2 Ways Building Energy Performance Deteriorates
Like human beings, buildings start to die as soon as they’re born, in the words of veteran consulting engineer James Newman of Newman Consulting Group. That means the energy performance of even new buildings starts to deteriorate over time, and green buildings start turning gray. Why this happens, and what can be done to restore a lagging building to its as—designed energy efficiency, are questions that produce a surprising amount of agreement from a group of building experts. These experts describe procedural, informational, and behavioral problems that can often be addressed, including problems with the BAS and too many operator tweaks.
Why Bad Things Happen To Good Buildings
A building automation system that’s too complicated for the people who use it.
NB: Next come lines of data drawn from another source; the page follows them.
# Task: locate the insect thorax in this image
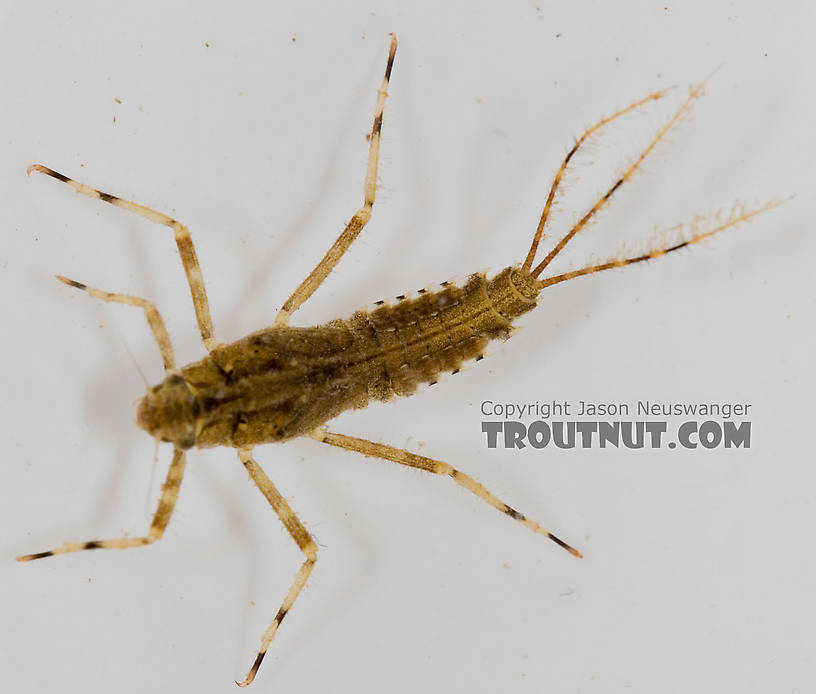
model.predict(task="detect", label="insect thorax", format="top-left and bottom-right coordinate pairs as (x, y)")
top-left (139, 268), bottom-right (538, 447)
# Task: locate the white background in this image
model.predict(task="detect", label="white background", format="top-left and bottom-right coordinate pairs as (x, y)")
top-left (0, 0), bottom-right (816, 694)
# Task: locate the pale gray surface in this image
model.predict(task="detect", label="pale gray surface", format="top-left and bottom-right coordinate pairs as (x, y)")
top-left (0, 0), bottom-right (816, 694)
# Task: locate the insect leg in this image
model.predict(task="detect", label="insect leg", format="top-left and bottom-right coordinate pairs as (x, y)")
top-left (237, 449), bottom-right (317, 687)
top-left (275, 34), bottom-right (397, 325)
top-left (522, 89), bottom-right (668, 271)
top-left (311, 428), bottom-right (582, 557)
top-left (532, 84), bottom-right (704, 277)
top-left (538, 201), bottom-right (782, 289)
top-left (28, 164), bottom-right (216, 351)
top-left (17, 449), bottom-right (186, 561)
top-left (57, 275), bottom-right (176, 371)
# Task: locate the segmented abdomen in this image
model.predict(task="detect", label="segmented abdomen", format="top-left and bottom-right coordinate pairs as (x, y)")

The designers teach the system — and then they go away. Over time, Newman says, a fancy, expensive BAS can become, in effect, a manual system because so much has been changed or tweaked or the setpoints altered. A BAS is only as good as its operator.
“There’s very little formal turnover from the designers and engineers to the person who’s going to operate it,” says Allan Skodowski, managing senior vice president and director, LEED and sustainability services, for Transwestern.
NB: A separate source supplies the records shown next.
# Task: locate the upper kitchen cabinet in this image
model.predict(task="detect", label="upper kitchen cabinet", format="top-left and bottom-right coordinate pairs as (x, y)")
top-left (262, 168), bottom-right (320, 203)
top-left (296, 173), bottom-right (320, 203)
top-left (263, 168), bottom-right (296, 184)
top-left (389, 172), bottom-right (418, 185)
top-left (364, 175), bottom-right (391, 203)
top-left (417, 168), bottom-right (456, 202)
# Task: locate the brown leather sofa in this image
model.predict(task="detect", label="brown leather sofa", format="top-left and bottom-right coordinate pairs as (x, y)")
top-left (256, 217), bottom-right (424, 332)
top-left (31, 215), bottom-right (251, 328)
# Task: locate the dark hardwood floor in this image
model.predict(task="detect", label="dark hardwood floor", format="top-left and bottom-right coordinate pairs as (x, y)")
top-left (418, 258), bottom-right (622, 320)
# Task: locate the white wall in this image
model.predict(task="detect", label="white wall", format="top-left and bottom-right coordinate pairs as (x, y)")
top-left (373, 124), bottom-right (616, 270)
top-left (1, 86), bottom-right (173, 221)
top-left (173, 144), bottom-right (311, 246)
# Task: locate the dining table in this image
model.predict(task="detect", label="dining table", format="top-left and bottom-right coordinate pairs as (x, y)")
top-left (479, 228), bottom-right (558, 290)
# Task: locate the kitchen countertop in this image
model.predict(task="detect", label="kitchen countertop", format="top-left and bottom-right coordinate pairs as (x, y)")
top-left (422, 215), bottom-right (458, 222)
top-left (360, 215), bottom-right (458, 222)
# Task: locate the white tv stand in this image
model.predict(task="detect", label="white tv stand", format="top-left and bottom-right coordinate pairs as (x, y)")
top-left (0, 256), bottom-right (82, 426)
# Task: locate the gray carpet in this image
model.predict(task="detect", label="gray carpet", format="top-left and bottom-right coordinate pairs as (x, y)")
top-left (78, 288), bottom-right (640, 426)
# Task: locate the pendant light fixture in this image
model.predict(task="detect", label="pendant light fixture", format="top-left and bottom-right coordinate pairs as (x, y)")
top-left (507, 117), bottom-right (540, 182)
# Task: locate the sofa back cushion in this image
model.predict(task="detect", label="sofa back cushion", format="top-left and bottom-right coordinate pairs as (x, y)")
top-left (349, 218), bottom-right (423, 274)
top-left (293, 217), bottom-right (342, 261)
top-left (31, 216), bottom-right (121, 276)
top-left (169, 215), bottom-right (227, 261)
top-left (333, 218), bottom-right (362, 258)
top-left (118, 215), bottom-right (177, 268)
How effectively the knowledge about running sophisticated systems is transferred is a huge issue, says Peter Strazdas, associate vice president for facilities management at Western Michigan University, where he is responsible for about 150 buildings.
John J. Lembo, vice president of energy services at TRC, says he has seen BAS systems virtually abandoned because of a lack of understanding or complaints over time. And he raises another BAS issue: If your facility doesn’t have a BAS in place at all, “is it because the personnel have been doing it by hand for so long and are unwilling to learn a new method, even though it may make their lives easier? Perhaps they perceive it (and you) as a threat and will become recalcitrant. I’ve seen this with the implementation of computerized maintenance management systems (CMMS) – the fear of accountability.
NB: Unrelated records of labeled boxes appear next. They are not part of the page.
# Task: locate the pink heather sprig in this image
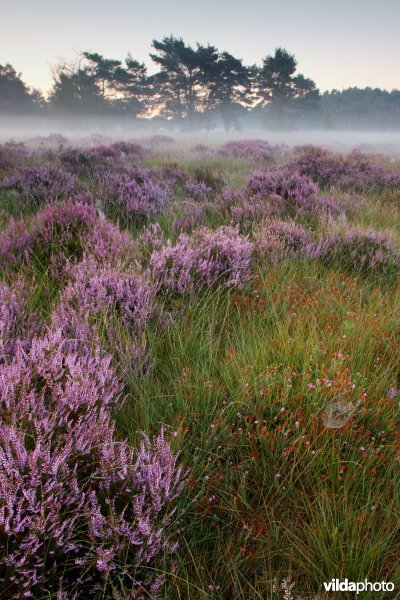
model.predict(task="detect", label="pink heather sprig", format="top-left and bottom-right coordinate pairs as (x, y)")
top-left (150, 227), bottom-right (254, 294)
top-left (52, 256), bottom-right (154, 371)
top-left (98, 169), bottom-right (169, 218)
top-left (0, 200), bottom-right (98, 269)
top-left (254, 220), bottom-right (314, 262)
top-left (0, 331), bottom-right (185, 598)
top-left (2, 165), bottom-right (81, 205)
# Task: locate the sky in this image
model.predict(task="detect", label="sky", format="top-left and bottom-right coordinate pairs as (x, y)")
top-left (0, 0), bottom-right (400, 92)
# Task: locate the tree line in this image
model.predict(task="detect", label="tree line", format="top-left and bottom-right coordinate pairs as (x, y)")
top-left (0, 36), bottom-right (400, 130)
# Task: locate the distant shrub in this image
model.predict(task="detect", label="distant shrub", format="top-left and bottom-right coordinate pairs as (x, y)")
top-left (287, 148), bottom-right (400, 192)
top-left (217, 140), bottom-right (287, 162)
top-left (314, 228), bottom-right (400, 273)
top-left (0, 332), bottom-right (184, 598)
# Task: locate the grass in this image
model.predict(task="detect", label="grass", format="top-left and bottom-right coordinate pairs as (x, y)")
top-left (118, 263), bottom-right (400, 599)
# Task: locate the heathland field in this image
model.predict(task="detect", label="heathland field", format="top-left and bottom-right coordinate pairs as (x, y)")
top-left (0, 135), bottom-right (400, 600)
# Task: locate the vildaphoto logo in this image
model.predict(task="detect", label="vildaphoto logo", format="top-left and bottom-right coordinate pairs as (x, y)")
top-left (324, 578), bottom-right (394, 594)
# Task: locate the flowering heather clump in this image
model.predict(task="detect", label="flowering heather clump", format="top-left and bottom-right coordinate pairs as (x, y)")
top-left (138, 223), bottom-right (163, 257)
top-left (0, 200), bottom-right (97, 268)
top-left (255, 221), bottom-right (313, 261)
top-left (98, 169), bottom-right (169, 218)
top-left (218, 140), bottom-right (285, 162)
top-left (2, 165), bottom-right (80, 205)
top-left (52, 257), bottom-right (153, 368)
top-left (84, 219), bottom-right (137, 265)
top-left (314, 228), bottom-right (400, 273)
top-left (287, 148), bottom-right (400, 191)
top-left (174, 198), bottom-right (212, 233)
top-left (185, 179), bottom-right (213, 200)
top-left (247, 169), bottom-right (342, 215)
top-left (151, 227), bottom-right (254, 294)
top-left (0, 331), bottom-right (188, 598)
“If necessary, gain buy—in for change from upper management, but do your homework. Management will be unwilling to spend money on new systems, irrespective of whether there is a perceived increase in productivity of the workforce and efficiency of the systems, if you don’t have numbers to back this up.”
A series of short—term tweaks to building systems over time that are often responses to occupant complaints and ignore long—term effects. Operators may be reactive, ignoring the consequences of fixing an immediate problem. “They’re temporarily valving something off to solve a problem today, and then something else happens and they forget about it,” Skodowski says. Or they tweak a computer program or building schedule for a day to solve an immediate issue, creating a long—term problem.